Posted/updated on: August 10, 2024 at 3:10 pm


TEXAS – NBC News reports that shelters on the southern U.S. border and in some major cities that were inundated with migrants a year ago say they are seeing sharp declines in migrants seeking refuge, some reporting drops as high as 60% in just the past few months. In July, the White House said that the number of migrants apprehended at the southwest border had dropped 50% in the month since President Joe Biden’s executive action in June limiting asylum claims went into effect. Now the effect of Biden’s order is being felt by the emergency shelter infrastructure that has developed over the past few years to manage what was a record surge of migrants.
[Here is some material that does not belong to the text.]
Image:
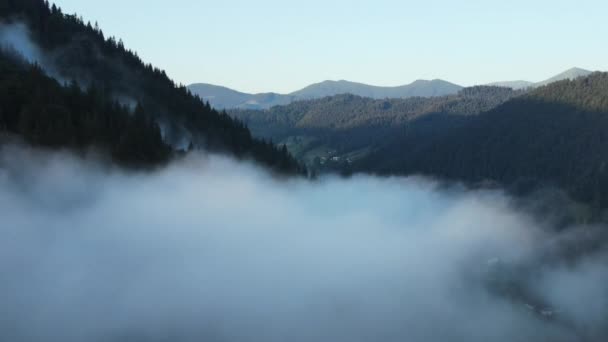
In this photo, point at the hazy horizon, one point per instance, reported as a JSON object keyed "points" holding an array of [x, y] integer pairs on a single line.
{"points": [[273, 46]]}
The long Texas border with Mexico was one of the busiest for migrant crossings a year ago. But in Del Rio, Texas, Tiffany Burrow of the Val Verde Humanitarian Border Coalition said the flow of migrants needing shelter is now “drastically, drastically less.”

At the Rescue Mission of El Paso this week, there were about 80 to 90 people using beds, compared with about 200 the same week a year ago, CEO Blake Barrow said. At the nearby Annunciation House shelter, Executive Director Ruben Garcia said he had received only seven migrants needing beds from the Border Patrol that day and 25 people the day before — a drastic decrease from last year, when the Border Patrol would send migrants in the hundreds to shelters like his. But Garcia said the drop wasn’t all due to Biden’s executive action. “We started seeing a much clearer reduction after Biden’s executive order went into effect,” he said, “but we were already seeing a decline because of Mexico’s enforcement. I think if Mexico stopped its energetic enforcement, it would make Biden’s executive order very hard to enforce.” After negotiations with the Biden administration, the government of Mexico under President Andrés Manuel López Obrador and his like-minded successor, Claudia Sheinbaum, who takes office on Oct. 1, has stepped up efforts to stem the flow of migrants northward through Mexican territory. Data from Mexico’s National Institute of Migration shows how critical Mexico’s enforcement role has been in blocking, interdicting and, in some cases, deporting U.S.-bound migrants.